Thursday 27 January 2011

State argues Astorga death-penalty case

State responds to Astorga attorney's argument

Convicted cop-killer Michael Astorga claims he's being singled out and that the state's ban on capital punishment should apply to him too.
On Wednesday, the state responded with a 33-page response written by the attorney general’s office, and one of its arguments is that the election of Susana Martinez shows New Mexicans still want the death penalty.
It's been nearly seven months since Astorga was convicted for the 2006 murder of Deputy James McGrane. A different jury was supposed to decide in January if he should be executed.
The State Supreme Court put that on hold, after Astorga's attorney Gary Mitchell argued since the state banned the death penalty for all crimes committed after July 1, 2009, that it's inherently wrong to execute people for crimes committed before that date. He also claims the ban means New Mexicans are against capiital punishment in general.
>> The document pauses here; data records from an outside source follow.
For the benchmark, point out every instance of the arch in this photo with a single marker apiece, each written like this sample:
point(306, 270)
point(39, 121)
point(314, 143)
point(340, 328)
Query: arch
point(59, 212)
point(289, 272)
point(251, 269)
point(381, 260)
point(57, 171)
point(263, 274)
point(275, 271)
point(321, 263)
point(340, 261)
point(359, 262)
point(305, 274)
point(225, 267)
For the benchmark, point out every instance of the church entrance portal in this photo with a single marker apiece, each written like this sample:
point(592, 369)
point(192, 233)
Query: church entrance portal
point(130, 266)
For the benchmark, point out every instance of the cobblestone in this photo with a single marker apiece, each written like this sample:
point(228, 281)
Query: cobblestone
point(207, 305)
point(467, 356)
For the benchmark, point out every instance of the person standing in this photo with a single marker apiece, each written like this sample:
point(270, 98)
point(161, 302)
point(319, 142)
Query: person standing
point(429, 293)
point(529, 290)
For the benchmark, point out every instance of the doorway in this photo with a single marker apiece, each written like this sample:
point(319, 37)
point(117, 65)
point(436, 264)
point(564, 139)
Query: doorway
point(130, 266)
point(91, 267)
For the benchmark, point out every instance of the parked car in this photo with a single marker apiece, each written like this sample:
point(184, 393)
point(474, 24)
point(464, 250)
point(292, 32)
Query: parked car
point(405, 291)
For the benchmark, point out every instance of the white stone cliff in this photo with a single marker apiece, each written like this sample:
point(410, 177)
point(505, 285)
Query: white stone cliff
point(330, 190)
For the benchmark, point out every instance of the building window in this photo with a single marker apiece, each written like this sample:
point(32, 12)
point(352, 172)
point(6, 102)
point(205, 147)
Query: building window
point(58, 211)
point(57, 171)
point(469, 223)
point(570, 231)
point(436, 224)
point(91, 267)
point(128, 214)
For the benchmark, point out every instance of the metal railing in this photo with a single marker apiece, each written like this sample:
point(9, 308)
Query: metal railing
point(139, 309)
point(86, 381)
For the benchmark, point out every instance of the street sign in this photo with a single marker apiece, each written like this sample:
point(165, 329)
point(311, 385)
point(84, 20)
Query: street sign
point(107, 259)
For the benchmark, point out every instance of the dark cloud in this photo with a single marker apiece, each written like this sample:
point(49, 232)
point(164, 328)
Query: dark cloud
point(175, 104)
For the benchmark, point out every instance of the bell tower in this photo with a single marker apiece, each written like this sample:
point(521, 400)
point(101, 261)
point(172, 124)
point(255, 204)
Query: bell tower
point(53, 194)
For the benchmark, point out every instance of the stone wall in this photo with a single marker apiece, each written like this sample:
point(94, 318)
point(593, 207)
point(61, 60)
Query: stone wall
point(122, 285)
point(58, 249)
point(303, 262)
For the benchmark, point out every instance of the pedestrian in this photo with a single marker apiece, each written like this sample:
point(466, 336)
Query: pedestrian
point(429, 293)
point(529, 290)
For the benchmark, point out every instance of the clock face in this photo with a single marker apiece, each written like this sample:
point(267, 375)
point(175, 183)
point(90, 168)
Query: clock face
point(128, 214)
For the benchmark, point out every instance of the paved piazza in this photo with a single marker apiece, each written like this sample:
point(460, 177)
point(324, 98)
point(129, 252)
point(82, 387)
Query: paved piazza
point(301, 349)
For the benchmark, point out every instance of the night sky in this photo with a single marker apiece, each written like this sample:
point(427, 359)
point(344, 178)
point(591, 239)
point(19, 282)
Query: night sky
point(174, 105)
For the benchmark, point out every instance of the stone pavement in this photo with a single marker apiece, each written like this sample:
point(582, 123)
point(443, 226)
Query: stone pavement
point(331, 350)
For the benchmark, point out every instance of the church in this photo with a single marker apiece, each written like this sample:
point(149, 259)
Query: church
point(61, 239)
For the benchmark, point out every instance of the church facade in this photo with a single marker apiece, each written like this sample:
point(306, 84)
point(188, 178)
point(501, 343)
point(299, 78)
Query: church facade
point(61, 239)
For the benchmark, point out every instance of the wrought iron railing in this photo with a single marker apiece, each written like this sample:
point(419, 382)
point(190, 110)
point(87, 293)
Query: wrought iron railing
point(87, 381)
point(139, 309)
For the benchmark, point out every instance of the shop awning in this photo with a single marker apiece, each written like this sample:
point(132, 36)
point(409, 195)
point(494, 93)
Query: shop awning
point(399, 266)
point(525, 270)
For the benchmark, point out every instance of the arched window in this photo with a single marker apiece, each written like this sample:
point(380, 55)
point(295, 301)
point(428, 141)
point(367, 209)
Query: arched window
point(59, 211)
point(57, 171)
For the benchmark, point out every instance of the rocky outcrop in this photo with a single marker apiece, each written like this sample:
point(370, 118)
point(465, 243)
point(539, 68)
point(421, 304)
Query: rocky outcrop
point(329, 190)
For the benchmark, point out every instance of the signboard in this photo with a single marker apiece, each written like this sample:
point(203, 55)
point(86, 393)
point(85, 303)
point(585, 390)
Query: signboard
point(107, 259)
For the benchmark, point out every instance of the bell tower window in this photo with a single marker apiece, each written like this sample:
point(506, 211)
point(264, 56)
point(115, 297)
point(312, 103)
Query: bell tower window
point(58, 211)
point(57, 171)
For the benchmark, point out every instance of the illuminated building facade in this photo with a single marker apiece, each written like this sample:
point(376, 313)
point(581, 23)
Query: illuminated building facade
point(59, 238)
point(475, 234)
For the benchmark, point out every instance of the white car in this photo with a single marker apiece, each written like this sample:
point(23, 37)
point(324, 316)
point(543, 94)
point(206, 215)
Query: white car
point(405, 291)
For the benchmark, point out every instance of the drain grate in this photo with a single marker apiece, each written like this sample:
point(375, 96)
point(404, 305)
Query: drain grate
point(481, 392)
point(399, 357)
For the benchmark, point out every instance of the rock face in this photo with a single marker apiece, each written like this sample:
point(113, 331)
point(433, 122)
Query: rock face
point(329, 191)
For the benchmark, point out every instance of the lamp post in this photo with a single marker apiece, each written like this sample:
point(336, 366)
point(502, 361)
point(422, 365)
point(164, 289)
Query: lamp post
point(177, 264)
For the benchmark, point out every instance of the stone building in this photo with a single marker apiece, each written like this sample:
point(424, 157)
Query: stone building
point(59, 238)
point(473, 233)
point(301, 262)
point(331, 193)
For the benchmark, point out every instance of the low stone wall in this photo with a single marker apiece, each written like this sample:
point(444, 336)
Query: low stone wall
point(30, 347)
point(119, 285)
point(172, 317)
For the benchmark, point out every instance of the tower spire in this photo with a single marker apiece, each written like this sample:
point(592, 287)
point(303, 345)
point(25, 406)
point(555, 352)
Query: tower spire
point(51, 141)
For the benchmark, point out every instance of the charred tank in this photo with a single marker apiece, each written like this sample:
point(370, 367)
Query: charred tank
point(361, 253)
On Wednesday, the state submitted its response to the high court.
The Attorney General's office and prosecutors pointed out that the ban passed by lawmakers kept the death penalty in play for crimes committed before that date, which reflects what the people want. They also said the state high court has never ruled the death penalty unconstitutional, or that it's cruel and unusual punishment, as Mitchell claims it is.
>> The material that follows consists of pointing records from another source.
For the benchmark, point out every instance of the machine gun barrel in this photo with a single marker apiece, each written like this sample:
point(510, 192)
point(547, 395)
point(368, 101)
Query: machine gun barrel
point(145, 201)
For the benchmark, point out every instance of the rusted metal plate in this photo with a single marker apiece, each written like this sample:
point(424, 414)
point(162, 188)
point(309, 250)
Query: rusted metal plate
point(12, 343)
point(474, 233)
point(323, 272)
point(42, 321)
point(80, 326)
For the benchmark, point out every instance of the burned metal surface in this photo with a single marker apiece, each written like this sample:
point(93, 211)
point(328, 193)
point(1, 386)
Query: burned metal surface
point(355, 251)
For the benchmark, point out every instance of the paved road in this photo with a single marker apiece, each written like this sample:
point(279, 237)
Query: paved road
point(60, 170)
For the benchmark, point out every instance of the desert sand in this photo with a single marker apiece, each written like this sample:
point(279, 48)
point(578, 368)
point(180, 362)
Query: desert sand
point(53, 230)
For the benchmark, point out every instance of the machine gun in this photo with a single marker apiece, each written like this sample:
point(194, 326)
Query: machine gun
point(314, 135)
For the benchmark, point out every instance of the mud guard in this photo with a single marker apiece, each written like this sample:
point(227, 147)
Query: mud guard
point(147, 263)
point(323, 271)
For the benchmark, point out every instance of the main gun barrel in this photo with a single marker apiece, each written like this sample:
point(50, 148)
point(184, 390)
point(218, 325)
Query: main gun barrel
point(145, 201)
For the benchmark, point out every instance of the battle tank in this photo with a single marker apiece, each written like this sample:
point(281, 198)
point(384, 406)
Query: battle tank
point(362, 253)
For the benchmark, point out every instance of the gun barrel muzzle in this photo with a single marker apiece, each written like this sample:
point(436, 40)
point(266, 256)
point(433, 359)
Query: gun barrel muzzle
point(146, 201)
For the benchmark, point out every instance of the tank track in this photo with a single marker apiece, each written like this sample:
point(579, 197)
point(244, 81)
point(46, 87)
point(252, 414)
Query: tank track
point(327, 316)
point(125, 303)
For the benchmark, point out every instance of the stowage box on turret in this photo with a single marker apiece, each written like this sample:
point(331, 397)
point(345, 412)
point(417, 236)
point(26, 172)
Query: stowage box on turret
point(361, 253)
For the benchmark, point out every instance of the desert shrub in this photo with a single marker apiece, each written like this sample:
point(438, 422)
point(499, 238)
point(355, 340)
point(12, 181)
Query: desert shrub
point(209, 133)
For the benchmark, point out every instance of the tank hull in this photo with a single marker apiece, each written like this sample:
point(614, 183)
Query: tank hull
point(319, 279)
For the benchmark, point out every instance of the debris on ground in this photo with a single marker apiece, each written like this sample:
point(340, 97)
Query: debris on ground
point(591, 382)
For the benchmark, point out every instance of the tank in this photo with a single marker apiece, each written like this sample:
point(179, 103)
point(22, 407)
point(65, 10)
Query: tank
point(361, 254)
Mitchell claims Astorga was singled out when the death penalty ban wasn't made retroactive. The state mentioned that other murderers could also face the death penalty as cold cases are solved, even pointing to the West Mesa serial killer.
As for the argument that Astorga is being treated differently than he would if he'd killed the deputy today, the state said Astorga knew the rules at the time of the murder in 2006.
Rep. Dennis Kintigh has filed legislation to re-instate the death penalty, something Gov. Susana Martinez supports.